The organisation where Malinowski formerly worked, Human Rights Watch, is among the sceptics who say Vietnam's commitments are unenforceable, especially given the track record of the United States trade office.
John Sifton, the group's Asia advocacy director, said workers should have been given the same right that corporations have under this trade agreement and others: to take complaints about a country's compliance directly to a dispute settlement panel.
For the first time as part of a trade accord, the Pacific partners agreed in a ''joint declaration'' to avoid manipulating the value of their currencies for trade advantage, to report interventions in foreign exchange markets and to meet annually to hold one another accountable.

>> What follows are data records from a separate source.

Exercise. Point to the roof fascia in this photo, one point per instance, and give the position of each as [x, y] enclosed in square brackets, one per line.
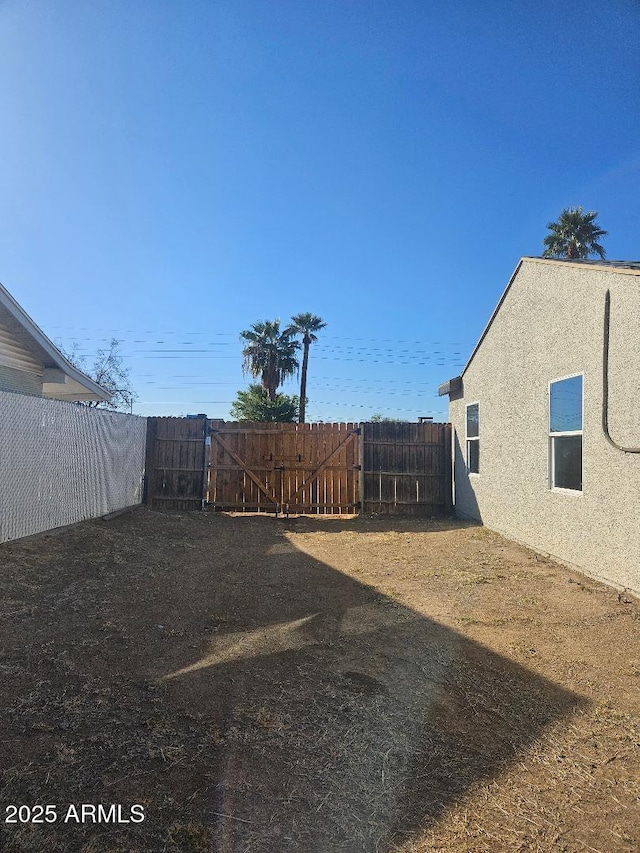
[49, 348]
[493, 316]
[591, 266]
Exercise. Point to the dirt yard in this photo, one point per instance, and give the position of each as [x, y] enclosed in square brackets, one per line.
[313, 685]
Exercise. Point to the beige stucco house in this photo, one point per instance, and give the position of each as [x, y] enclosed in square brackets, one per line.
[31, 364]
[546, 416]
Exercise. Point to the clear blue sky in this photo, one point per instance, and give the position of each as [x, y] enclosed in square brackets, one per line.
[174, 171]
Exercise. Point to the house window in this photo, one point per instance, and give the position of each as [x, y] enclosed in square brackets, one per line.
[565, 433]
[473, 439]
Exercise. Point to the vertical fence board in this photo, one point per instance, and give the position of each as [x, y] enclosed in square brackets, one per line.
[407, 469]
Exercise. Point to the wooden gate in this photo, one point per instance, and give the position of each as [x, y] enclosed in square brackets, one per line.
[309, 468]
[176, 463]
[407, 469]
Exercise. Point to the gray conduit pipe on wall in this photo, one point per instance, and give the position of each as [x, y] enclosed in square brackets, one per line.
[605, 380]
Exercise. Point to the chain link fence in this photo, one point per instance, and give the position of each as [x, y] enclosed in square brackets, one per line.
[61, 463]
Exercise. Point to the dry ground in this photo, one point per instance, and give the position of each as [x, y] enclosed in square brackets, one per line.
[315, 686]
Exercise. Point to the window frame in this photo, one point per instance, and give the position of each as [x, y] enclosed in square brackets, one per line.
[564, 434]
[468, 439]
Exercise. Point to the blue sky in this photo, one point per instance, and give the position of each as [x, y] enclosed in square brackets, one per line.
[172, 172]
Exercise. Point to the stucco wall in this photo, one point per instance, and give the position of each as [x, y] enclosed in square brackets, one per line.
[550, 325]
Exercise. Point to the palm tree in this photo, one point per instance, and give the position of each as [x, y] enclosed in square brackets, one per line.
[305, 325]
[269, 354]
[574, 235]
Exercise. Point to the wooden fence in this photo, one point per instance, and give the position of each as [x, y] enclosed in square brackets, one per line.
[176, 463]
[309, 468]
[385, 468]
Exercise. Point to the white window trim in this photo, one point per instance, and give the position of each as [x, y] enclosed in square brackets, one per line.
[473, 438]
[552, 435]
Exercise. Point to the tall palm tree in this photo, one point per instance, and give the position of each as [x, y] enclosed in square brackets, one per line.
[306, 325]
[269, 354]
[574, 235]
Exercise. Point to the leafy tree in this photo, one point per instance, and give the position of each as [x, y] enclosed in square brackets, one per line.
[574, 235]
[269, 354]
[108, 370]
[254, 404]
[306, 325]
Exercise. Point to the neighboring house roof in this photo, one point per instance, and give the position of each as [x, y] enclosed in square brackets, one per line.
[60, 379]
[626, 267]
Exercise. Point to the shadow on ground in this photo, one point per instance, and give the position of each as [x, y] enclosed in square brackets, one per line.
[252, 697]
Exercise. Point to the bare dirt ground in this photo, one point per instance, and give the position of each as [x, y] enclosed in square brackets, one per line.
[314, 686]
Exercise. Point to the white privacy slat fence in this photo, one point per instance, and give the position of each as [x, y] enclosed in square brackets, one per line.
[61, 463]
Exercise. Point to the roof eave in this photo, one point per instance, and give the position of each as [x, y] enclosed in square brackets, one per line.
[97, 392]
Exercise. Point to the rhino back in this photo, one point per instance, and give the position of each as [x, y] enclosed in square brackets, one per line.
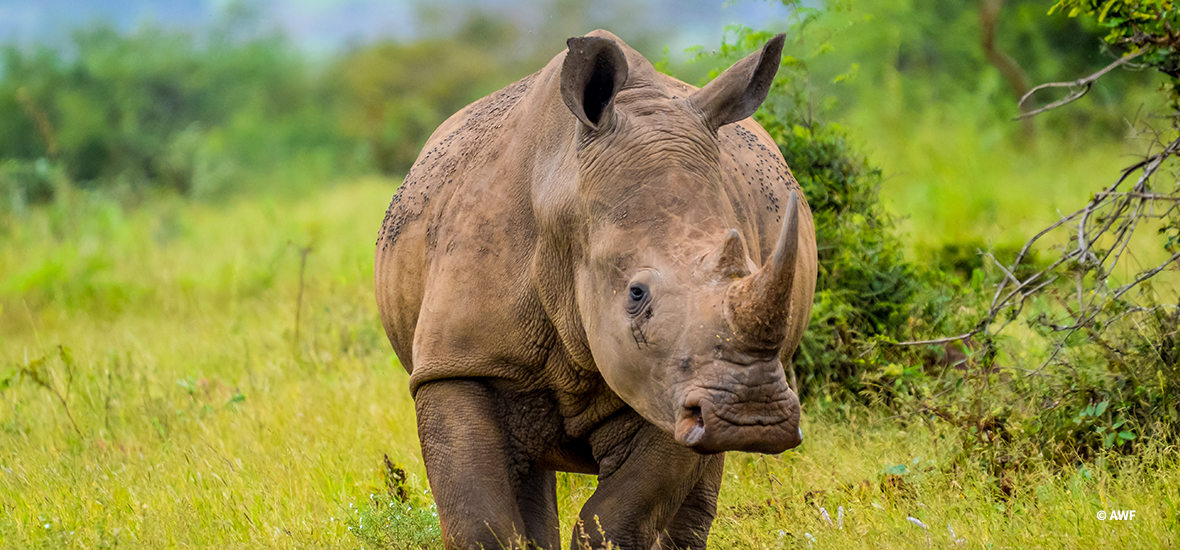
[456, 243]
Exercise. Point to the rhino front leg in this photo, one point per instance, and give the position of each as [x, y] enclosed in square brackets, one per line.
[689, 529]
[467, 464]
[637, 499]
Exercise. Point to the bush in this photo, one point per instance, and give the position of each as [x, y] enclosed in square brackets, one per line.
[866, 287]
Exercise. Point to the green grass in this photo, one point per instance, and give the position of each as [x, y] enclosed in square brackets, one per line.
[202, 423]
[957, 178]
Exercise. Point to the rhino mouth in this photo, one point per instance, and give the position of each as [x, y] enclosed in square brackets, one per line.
[716, 420]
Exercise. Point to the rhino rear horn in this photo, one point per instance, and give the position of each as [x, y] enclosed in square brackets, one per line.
[759, 305]
[594, 71]
[739, 91]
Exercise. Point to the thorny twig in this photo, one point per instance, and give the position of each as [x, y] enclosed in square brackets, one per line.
[1112, 216]
[1076, 87]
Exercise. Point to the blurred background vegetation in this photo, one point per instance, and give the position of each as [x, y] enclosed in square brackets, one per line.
[178, 195]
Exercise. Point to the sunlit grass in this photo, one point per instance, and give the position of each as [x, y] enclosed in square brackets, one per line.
[202, 423]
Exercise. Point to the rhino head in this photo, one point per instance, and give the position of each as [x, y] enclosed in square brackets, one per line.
[683, 325]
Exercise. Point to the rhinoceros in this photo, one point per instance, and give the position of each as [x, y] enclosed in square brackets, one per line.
[597, 269]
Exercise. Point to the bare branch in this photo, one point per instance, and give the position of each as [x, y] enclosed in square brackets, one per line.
[1076, 87]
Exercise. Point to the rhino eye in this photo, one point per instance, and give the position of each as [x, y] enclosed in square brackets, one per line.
[637, 296]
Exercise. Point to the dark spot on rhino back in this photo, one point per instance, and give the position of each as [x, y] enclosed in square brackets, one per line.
[447, 159]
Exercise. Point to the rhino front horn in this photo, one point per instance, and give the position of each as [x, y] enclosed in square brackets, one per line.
[759, 305]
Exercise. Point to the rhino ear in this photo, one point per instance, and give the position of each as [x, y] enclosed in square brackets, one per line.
[739, 91]
[594, 71]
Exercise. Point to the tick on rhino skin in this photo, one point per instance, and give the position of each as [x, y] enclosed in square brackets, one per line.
[614, 298]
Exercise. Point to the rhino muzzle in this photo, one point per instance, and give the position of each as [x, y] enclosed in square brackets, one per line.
[751, 418]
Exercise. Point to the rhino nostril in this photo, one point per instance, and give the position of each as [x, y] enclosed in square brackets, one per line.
[690, 426]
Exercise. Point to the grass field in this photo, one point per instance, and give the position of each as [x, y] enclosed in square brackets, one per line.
[191, 411]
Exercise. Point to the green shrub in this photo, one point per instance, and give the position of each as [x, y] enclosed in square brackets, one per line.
[866, 286]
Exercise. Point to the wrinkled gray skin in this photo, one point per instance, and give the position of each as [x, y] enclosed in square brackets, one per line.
[597, 269]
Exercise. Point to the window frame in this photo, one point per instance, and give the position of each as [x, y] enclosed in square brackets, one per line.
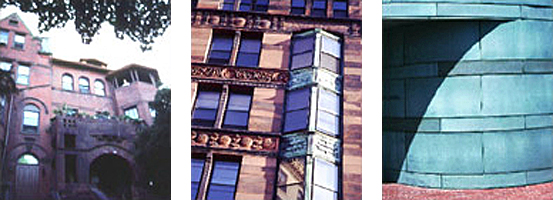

The language did not persuade some Democrats - or Ford, which broke with other big businesses that support the agreement - that it would prevent Japan and other countries from intervening to underprice their exports unfairly.
The annual currency forum ''does nothing to change the status quo,'' Ford said in a statement, adding, ''It fails to include dispute settlement mechanisms to ensure global rules prohibiting currency manipulation are enforced.''
While the Obama administration played up environmental standards included in the accord as precedent-setting, the Sierra Club and the Natural Resources Defense Council were among groups that came out in opposition, calling the language weaker than in trade pacts negotiated during the George W Bush administration.
Other advocacy groups, including Doctors Without Borders, cited language that would give pharmaceutical companies up to eight years of intellectual property protections before their data is available for production of lower-cost generic drugs.